Great Feuds In Science
http://www.amazon.com/exec/obidos/ASIN/0471169803/

Great Feuds In Medicine
http://www.amazon.com/exec/obidos/ASIN/0471347574
On a very similar topic: those discoveries that were “known” to be wrong; that were ridiculed and ignored, but later were vindicated as revolutionary advances:

Hidden Histories of Science
http://www.amazon.com/exec/obidos/ASIN/0940322056/

The Art of Scientific Investigation (in the “resistance to new ideas” section)
http://www.amazon.com/exec/obidos/ASIN/0394701291/

At the Fringes of Science
http://www.amazon.com/exec/obidos/ASIN/0813390605/
links:

The plight of the obscure innovator in science:
http://www.is.wayne.edu/mnissani/pagepub/history.htm

There are the books Nine Crazy Ideas in Science and Eight Preposterous Propositions, both by Robert Ehrlich. They are about ideas that aren’t nut theories but aren’t currently generally accepted in science. These are theories that can’t quite be proved true or false but are plausible enough to be advocated by some scientists. Ehrlich evaluates each of the theories and gives his guess as to how likely it is that each will someday be proved.
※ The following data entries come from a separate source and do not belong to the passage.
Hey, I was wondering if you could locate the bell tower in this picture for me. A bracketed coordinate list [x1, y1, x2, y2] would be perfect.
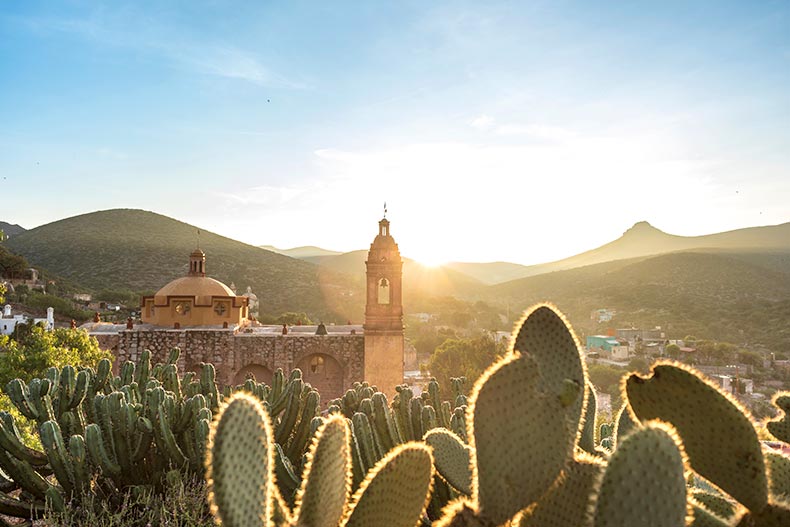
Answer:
[364, 209, 403, 397]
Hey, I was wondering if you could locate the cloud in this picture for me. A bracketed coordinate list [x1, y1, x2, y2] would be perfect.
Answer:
[15, 10, 307, 89]
[215, 185, 309, 208]
[469, 114, 494, 130]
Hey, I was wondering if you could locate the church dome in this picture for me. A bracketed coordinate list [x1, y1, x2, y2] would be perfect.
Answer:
[154, 276, 236, 303]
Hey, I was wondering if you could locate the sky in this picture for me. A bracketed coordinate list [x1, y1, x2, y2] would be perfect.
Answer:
[0, 0, 790, 264]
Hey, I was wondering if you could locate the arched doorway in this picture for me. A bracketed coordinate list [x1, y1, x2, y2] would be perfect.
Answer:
[296, 353, 343, 403]
[233, 364, 272, 384]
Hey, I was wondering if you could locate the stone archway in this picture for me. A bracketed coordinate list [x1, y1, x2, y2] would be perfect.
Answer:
[233, 364, 273, 384]
[296, 353, 344, 404]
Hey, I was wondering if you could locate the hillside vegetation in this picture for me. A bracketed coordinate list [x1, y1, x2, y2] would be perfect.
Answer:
[0, 221, 25, 238]
[6, 209, 358, 321]
[488, 251, 790, 350]
[447, 221, 790, 284]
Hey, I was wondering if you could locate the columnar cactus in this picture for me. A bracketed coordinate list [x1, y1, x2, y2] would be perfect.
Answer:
[0, 350, 216, 518]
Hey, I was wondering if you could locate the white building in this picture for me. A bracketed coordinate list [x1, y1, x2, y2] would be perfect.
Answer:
[0, 305, 55, 335]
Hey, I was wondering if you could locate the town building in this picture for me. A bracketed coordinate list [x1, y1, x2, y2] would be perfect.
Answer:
[0, 305, 55, 335]
[88, 214, 404, 403]
[586, 335, 629, 360]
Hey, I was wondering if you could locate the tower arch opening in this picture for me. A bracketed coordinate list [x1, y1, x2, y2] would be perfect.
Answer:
[377, 278, 390, 304]
[233, 364, 273, 384]
[296, 353, 345, 402]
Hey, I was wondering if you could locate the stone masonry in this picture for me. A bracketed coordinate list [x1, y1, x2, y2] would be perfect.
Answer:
[93, 328, 365, 402]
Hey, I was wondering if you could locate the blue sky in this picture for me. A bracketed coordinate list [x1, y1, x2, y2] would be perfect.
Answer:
[0, 0, 790, 264]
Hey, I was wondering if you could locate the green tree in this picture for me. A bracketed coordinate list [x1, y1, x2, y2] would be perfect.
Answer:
[0, 324, 112, 388]
[664, 344, 680, 359]
[0, 245, 30, 278]
[277, 311, 313, 326]
[628, 357, 650, 374]
[429, 335, 507, 390]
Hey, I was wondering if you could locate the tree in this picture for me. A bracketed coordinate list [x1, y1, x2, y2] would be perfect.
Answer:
[628, 357, 650, 374]
[277, 311, 313, 326]
[0, 245, 30, 278]
[664, 344, 680, 359]
[0, 324, 112, 387]
[429, 335, 507, 390]
[0, 229, 5, 304]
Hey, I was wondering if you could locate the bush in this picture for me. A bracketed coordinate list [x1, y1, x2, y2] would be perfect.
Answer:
[0, 324, 112, 387]
[429, 335, 506, 386]
[46, 481, 216, 527]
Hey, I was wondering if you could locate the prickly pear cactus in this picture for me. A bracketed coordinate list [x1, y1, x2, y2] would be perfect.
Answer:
[618, 363, 768, 510]
[434, 305, 597, 527]
[591, 422, 690, 527]
[424, 428, 474, 496]
[206, 393, 274, 527]
[767, 392, 790, 443]
[625, 362, 790, 527]
[206, 388, 433, 527]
Stephen Jay Gould’s “The Mismeasure of Man” is a book describing how often unconscious racism tainted scientific studies over the last hundred years or so. The book very directly addresses how scientific method got done in by very unscientific prejudices.

Also, Gould’s book “Wonderful Life” is fundamentally about how the Precambrian fossils in the Burgess Shales were initially misinterpreted by a leading scholar of the day, and languished unappreciated until a subsequent team of scolars actually looked at them for what they were and realized they were much odder creatures than had previously been recognized.

Kicking the Sacred Cow, James P Hogan.

I haven’t read this one, so I’m not sure which category it’d fit under. It’s a Baen book, so you should be able to read at least some of it online for free and buy the whole thing in electronic version at Baen.com or Webscriptions.net, if you’re interested. I think it mostly deals with current controversies rather than older ones.